Multi-Task Hybrid Scheduling Scheme in FC-AE-1553 Multi-Level Switching Networks

Abstract

Given the increasing need of avionics communications and ship electromechanical communications for reliability and real-time transmission, current scheduling schemes waste bandwidth resources. They increase delay because of the low concurrency and the inefficiency of data transmissions in FC-AE-1553 multi-level switching networks. In this study, we first analyze the characteristics of different tasks in the field of avionics communication and establish the FC-AE-1553 network model. We then propose a multi-task hybrid scheduling scheme that includes a static scheduling scheme based on the flow and common divisors of the periods to improve the utilization of bandwidth while ensuring the periodic transmission of deterministic tasks.
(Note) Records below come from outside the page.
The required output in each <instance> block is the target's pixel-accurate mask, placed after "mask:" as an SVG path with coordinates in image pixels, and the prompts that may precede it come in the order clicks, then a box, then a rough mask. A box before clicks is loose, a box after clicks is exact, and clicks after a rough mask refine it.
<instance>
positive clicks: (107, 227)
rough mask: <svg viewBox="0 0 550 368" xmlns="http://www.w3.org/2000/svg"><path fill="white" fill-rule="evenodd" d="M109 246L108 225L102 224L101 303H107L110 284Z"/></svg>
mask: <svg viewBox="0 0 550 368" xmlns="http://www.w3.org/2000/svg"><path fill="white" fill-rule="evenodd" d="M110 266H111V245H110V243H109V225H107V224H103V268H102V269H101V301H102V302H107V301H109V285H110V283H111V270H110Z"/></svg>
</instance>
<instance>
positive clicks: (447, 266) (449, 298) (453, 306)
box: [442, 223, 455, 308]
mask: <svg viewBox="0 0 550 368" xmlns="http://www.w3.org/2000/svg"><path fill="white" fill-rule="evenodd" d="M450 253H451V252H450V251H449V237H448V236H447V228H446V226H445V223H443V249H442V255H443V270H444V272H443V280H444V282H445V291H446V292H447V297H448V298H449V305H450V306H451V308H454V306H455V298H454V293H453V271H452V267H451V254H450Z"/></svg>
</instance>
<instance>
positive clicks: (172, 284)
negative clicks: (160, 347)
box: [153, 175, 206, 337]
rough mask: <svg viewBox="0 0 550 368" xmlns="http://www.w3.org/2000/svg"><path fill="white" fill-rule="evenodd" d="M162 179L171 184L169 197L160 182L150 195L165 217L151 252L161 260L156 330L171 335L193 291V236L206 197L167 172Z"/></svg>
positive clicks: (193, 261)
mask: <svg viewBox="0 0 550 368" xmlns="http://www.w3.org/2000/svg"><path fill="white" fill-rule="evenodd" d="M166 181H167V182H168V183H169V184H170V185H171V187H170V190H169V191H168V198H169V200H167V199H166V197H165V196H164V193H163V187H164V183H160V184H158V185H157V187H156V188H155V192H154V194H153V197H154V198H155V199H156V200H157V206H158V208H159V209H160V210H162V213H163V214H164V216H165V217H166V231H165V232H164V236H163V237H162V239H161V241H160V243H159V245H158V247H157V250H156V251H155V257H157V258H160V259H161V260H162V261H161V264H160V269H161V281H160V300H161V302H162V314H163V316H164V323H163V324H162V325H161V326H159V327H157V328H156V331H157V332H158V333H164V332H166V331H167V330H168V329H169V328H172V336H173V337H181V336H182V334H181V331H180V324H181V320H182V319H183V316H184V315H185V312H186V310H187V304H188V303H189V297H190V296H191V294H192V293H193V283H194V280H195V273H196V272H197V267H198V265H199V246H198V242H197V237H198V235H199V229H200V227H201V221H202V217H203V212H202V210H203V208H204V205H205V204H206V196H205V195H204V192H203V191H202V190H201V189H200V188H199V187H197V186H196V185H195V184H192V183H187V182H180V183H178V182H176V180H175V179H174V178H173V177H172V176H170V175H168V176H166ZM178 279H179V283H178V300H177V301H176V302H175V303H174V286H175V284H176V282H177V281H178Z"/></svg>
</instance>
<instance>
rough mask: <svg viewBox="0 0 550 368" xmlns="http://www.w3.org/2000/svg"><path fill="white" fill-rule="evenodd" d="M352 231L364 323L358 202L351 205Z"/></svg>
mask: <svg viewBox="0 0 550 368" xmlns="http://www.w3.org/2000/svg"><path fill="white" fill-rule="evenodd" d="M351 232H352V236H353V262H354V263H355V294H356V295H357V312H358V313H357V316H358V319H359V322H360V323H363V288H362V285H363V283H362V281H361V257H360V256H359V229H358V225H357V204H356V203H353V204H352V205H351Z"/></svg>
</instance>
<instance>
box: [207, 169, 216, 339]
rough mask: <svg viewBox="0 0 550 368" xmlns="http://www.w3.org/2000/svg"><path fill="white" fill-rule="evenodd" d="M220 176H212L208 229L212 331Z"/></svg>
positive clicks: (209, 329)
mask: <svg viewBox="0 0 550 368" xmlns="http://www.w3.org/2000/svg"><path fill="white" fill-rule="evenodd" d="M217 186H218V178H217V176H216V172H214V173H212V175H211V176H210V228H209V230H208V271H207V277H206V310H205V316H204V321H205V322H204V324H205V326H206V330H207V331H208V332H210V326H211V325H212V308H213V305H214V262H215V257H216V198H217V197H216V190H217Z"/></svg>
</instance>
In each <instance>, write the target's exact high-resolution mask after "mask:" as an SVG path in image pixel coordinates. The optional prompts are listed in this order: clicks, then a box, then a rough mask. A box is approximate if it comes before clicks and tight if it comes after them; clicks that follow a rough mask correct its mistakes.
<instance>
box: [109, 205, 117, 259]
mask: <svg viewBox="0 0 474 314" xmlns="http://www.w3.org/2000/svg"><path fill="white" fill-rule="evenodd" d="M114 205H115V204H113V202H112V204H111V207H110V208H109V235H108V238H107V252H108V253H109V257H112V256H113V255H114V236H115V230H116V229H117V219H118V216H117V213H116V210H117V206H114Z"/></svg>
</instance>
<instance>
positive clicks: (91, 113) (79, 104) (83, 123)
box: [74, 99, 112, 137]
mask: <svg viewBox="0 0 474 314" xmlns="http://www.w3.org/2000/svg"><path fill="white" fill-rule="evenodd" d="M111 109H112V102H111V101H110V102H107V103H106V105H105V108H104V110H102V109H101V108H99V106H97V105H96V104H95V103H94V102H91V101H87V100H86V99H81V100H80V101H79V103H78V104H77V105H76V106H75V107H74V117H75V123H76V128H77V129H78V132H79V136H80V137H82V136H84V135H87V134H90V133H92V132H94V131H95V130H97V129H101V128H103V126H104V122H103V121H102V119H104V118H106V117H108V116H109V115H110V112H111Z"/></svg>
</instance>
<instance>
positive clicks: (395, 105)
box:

Further, we exhibit a dynamic bandwidth allocation scheme based on flow and credit ranking to increase throughput and fairness while decreasing the delay of burst tasks. Specifically, to ensure the periodic transmission of deterministic tasks, we divide the transmission time slots according to the common divisor of the period and schedule them in ascending order of period and flow. We update the weights of the credit ranking and flow online, and schedule them in descending order of weight size. The experimental results show that our schemes improve the bandwidth utilization of deterministic tasks by 10% and can balance the throughput and delay of the network. By improving the bandwidth utilization of deterministic tasks, we can provide a better quality of service for burst tasks. When the network can balance its throughput and delay, this shows that the network is efficient and stable.